ASU moves in at N.C. Research Campus

Published 12:00 am Thursday, February 19, 2009

By Emily Ford
eford@salisburypost.com
KANNAPOLIS ó When they begin work this month in their new laboratory at the N.C. Research Campus, scientists from Appalachian State University will take the stairs.
“How would it look if people saw us in the elevator?” said Dr. David Nieman, the director of the ASU Human Performance Lab who has run 58 marathons and ultramarathons.
His lieutenant in Kannapolis, Dr. Andy Shanely, insists his boss is joking.
But Shanely, an avid runner and cyclist himself, takes the stairs anyway.
Appalachian State will study exercise and nutrition at the Research Campus, a $1.5 billion biotechnology complex founded by Dole Food Co. owner David Murdock.
Nieman and Shanely are the first ASU scientists on the scene and still seem in awe of their surroundings.
“This is off the scale,” Shanely said. “I don’t know any metric to measure what we have here.”
Appalachian leases 5,200 square feet on the first and second floors of N.C. State University’s Plants for Human Health Institute. The school will search for plant molecules that can improve health and test them in human subjects.
After years of research at the main campus in Boone, ASU scientists have discovered molecules like quercetin in red grapes can help people stay healthy while under stress. Scientists create stress with heavy exertion.
To accommodate 10 treadmills and 10 stationary bikes and the 20 sweaty exercisers who will use them at the Research Campus, ASU beefed up the ventilation system in the Kannapolis lab. A roomful of carbon dioxide, exhaled during exertion, can skew test results, Nieman said.
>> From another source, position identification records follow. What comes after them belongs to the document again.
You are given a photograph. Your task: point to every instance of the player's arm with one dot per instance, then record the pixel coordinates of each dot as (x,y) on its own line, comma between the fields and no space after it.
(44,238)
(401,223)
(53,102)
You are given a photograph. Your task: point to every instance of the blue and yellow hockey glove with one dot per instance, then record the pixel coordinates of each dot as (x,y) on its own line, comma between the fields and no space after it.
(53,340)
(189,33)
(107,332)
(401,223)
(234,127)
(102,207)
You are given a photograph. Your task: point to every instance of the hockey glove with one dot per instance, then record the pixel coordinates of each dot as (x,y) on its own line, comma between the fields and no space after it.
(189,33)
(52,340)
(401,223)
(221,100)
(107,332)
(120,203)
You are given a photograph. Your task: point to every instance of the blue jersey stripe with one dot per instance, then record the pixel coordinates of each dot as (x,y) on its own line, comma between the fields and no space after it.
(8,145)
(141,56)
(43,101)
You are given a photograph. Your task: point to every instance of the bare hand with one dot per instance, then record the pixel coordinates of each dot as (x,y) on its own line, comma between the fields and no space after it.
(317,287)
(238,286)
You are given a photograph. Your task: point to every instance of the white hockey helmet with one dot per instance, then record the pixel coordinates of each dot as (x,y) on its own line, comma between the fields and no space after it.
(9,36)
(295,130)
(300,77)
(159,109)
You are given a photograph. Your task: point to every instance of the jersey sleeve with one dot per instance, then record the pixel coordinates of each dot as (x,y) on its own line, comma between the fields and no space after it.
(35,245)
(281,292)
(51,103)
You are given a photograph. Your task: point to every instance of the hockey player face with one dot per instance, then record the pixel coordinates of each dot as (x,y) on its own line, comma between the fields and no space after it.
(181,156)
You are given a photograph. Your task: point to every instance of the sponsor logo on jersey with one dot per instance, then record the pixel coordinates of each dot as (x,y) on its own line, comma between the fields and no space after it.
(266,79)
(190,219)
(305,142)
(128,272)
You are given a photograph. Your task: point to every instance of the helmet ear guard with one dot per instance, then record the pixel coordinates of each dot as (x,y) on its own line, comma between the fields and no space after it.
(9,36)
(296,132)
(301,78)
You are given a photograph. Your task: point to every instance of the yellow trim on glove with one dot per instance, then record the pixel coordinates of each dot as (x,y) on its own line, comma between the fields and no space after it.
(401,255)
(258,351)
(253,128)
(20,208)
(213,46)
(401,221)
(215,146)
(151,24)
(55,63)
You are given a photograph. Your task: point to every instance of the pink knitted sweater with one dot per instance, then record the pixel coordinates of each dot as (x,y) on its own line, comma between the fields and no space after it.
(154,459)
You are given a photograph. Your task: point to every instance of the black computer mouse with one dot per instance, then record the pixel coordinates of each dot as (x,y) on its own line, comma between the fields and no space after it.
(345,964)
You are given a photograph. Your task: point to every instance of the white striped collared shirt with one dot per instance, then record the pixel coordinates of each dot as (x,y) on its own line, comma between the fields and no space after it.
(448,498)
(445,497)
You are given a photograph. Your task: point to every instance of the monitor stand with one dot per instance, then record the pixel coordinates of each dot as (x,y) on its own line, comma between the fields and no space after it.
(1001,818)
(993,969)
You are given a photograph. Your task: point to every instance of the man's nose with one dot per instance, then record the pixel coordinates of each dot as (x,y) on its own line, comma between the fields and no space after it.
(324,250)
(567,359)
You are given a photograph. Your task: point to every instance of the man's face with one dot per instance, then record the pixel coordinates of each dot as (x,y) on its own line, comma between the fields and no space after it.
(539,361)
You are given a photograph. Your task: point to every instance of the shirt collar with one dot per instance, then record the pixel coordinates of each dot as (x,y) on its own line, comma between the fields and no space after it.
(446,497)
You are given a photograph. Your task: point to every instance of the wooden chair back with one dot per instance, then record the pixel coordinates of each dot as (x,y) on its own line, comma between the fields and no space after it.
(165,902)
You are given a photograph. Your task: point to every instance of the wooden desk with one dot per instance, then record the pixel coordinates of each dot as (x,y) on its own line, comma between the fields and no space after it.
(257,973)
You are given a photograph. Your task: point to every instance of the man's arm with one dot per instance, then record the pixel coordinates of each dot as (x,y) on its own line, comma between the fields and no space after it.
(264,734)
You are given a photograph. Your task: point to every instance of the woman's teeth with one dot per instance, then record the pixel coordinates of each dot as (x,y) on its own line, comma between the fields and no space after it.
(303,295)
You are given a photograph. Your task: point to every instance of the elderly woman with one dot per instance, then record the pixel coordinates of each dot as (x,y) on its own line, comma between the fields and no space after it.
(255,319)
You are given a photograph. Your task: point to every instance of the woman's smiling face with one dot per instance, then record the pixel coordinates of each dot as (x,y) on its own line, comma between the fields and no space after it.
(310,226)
Crews should finish upfitting the lab this week, and ASU could begin recruiting human subjectsóas many as 80 cyclistsóthis spring. Subjects are paid, but Nieman doesn’t know yet how much.
Appalachian is close to sealing a deal with “a private beverage company,” Nieman said, although he declined to give details.
The company would fund a project to determine the benefits of quercetin and EGCG, or green tea extract, in liquid form.
Last year, PepsiCo announced plans for a 4,000-square-foot research and development lab in Kannapolis. Although campus observers have speculated that PepsiCo might collaborate with Appalachian State to boost the nutritional value of Gatorade, Nieman said he could not comment.
PepsiCo’s main competitor, Coca-Cola, along with Quercegen Pharma, gave Nieman’s team $1.6 million to study the effects of quercetin in 1,000 subjects. Nieman called the results exciting but said he could not reveal more yet.
ASU researchers want to understand how bioactive molecules in plants can influence immunity, inflammation, muscle mass and more while people are under stress. Nieman’s team is the first to study the effects of quercetin on muscle mitochondria in humans.
Nieman will split his time between Boone and Kannapolis, where he has four people on his team.
Exercise physiologist and dietician Margaret Downs West will coordinate the human performance lab in Kannapolis, where she now lives.
Dr. Fuxia Jin, a research chemist, will move her family to Kannapolis this summer. Dr. Amy Knab will join the team, with expertise in genetics, brain activity and animal behavior. She lives in Kannapolis as well.
Appalachian State is one of eight universities at the Research Campus, which Shanely calls a “brain trust.” He already has started collaborating with N.C. State and plans to work with the University of North Carolina at Greensboro, another school in Kannapolis that studies bioactive compounds.